Bilan : Pluie de récompenses sur les scènes
L’année 2009 a permis au théâtre camerounais de se remettre en exergue. –
Début octobre, lors des 6e Jeux de la Francophonie organisés à Beyrouth, l’univers feutré de Kareyce Fotso a séduit le jury du concours "chanson", qui lui a attribué la médaille d’argent après sa prestation sur la scène du casino. Moment fort en émotion. Pendant l’attente des résultats, anxieuse, elle est allée s’enfermer dans sa loge. "Les gens venaient toquer à ma porte, mais je ne sortais pas. Lorsque le palmarès a été connu, ma première réaction a été d’éclater en sanglots. Et à l’instant, j’avais envie de me retrouver dans mon pays, de partager ma joie avec ma famille, mes amis, ceux qui ont cru en moi pour leur dire qu’ils n’avaient pas misé sur le mauvais cheval." Confiait alors sur Rfi la jeune artiste, malheureuse finaliste au concours de musique «Découvertes Rfi».
Cette distinction de la jeune artiste a rappelé aux acteurs de la scène musicale camerounaise la célébration, en décembre 2008 de la 7ème édition du Festival national des arts et de la culture (Fenac) ressuscité par la ministre de la Culture, Ama Tutu Muna, à l’occasion de l’édition de Maroua. Une édition de cette fête culturelle nationale particulièrement attendue qui a vécu sans pour autant convaincre sur les capacités de l’organisation. Si les populations de Maroua, pas habituées à accueillir autant de monde dans leur ville, ont montré un enthousiasme indéniable, c’est avec un goût d’inachevé que les différentes délégations avaient en effet quitté Maroua le 24 décembre 2009. Déçues de ce que, contrairement à ce que laissaient présager les préparatifs et l’engouement de la ministre de la Culture, Ama Tutu Muna dans l’organisation de cette 7ème édition attendue depuis six ans, la fête a souffert de mille maux.

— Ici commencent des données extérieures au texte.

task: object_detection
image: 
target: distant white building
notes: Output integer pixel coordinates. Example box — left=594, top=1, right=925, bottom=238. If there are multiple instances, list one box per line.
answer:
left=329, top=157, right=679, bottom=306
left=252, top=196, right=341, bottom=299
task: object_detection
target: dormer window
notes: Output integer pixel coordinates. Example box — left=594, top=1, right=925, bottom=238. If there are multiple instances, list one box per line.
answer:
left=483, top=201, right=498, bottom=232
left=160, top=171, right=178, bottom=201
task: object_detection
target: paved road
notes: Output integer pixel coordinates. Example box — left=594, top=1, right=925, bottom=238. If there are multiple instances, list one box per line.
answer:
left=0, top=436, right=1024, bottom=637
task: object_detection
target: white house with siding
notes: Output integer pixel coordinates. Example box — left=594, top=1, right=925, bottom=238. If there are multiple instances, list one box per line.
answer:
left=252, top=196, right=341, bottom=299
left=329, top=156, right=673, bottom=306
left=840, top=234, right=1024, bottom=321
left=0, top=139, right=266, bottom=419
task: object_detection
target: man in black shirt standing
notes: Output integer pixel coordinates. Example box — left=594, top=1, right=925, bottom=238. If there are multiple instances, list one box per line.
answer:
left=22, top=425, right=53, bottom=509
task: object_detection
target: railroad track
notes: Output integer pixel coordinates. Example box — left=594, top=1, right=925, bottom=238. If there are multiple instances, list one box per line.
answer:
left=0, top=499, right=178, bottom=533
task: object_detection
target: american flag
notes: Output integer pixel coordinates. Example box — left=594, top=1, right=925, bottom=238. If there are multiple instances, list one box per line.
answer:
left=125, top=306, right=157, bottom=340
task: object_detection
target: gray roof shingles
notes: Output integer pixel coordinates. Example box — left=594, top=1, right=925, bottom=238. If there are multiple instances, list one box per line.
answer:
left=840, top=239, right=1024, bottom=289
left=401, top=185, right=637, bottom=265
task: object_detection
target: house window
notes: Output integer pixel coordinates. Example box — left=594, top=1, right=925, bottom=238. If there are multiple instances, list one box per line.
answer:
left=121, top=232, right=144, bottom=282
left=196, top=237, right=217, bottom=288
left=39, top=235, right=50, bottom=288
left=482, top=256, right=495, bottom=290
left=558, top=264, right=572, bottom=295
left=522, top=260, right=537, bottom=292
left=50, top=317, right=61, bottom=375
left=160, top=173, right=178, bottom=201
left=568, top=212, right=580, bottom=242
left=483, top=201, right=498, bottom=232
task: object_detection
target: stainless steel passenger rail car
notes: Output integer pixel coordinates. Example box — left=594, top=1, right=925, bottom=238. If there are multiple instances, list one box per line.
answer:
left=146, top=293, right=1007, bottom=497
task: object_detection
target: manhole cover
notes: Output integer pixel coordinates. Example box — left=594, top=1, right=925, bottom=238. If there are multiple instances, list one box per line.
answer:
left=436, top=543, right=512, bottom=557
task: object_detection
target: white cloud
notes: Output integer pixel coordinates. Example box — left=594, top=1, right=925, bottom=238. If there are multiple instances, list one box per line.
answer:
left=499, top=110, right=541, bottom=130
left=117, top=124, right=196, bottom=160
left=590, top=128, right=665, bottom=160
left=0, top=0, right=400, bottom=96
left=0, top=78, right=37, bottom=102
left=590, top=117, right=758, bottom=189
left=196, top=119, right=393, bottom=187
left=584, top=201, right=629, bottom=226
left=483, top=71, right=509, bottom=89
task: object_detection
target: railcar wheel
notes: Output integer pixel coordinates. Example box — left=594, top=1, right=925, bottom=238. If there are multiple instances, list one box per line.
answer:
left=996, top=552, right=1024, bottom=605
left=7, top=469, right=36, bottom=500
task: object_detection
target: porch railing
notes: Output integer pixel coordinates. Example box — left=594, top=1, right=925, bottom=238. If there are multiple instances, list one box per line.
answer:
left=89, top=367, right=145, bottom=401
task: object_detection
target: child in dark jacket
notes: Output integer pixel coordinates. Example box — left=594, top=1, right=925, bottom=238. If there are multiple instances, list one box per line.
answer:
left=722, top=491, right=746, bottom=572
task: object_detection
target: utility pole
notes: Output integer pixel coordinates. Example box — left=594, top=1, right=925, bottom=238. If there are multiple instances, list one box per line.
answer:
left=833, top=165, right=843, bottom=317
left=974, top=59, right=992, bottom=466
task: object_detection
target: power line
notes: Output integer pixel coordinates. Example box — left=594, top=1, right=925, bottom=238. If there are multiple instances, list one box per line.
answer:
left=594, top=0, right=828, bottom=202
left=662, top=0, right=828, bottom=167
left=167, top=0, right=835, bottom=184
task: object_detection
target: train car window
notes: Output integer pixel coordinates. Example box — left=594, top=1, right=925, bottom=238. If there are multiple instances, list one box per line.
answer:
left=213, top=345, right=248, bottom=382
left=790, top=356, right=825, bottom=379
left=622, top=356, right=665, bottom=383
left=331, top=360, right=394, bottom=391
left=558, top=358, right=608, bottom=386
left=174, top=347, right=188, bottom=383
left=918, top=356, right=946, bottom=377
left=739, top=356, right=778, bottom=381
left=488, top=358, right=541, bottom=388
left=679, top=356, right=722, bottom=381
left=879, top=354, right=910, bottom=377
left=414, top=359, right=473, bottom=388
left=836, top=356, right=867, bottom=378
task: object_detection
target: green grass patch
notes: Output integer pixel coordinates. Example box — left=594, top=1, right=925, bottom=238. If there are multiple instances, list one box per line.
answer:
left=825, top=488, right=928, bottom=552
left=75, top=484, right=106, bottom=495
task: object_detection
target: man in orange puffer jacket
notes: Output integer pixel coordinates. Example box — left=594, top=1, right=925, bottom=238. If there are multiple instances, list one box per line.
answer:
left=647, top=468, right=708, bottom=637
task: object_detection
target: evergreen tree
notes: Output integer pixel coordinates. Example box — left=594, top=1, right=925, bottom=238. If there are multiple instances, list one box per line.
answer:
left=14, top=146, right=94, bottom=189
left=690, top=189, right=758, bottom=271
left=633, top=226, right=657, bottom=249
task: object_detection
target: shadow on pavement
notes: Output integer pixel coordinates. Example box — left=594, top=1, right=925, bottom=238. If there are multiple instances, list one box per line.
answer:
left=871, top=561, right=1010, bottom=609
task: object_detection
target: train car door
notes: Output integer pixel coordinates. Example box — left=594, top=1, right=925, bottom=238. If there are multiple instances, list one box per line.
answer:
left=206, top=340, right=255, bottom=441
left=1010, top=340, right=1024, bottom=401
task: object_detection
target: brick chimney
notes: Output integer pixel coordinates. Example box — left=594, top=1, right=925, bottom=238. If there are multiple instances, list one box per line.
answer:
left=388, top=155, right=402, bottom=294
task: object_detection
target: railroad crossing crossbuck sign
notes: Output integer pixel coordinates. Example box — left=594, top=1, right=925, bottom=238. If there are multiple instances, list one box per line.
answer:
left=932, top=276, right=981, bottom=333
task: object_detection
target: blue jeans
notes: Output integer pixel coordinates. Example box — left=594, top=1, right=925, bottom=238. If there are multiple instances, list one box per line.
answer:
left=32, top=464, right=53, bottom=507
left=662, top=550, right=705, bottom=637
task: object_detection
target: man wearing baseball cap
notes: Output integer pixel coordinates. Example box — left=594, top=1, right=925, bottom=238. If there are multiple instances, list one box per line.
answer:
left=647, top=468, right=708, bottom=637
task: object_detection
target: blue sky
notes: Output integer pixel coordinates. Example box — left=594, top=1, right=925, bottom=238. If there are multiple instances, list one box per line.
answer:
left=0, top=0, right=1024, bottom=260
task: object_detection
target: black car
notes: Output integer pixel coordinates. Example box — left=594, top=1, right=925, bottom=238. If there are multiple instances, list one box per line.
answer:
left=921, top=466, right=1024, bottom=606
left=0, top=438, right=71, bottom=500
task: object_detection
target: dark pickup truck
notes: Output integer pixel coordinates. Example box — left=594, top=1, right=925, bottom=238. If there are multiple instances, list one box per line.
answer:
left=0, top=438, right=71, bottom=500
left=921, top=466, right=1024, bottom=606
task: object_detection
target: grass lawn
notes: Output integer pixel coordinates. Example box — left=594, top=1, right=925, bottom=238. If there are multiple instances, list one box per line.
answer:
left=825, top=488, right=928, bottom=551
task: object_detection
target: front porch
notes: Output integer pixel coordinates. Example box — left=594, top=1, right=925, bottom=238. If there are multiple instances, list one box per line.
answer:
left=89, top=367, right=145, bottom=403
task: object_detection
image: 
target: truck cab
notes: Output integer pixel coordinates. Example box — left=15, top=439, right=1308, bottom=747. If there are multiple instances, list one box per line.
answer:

Des souvenirs que ne garderont cependant pas les poètes camerounais de cette année 2009. En cette soirée du mardi 10 novembre en effet, dans l’un des salons de l’hôtel Hilton de Yaoundé, c’est une ambiance de fête qui bat son plein. La raison de ces réjouissances, la cérémonie de lancement des Instants poétiques du Cameroun qui a fait courir les amoureux de la poésie camerounaise. Organisée par madame la ministre de la culture. Pour l’occasion, de nombreux amoureux de la poésie ont assisté à cette cérémonie au cours de laquelle Jean Claude Awono, le président de la Ronde des poètes a remercié le gouvernement à travers la ministre de la Culture, instigatrice et caution étatique de ces "instants poétiques du Cameroun".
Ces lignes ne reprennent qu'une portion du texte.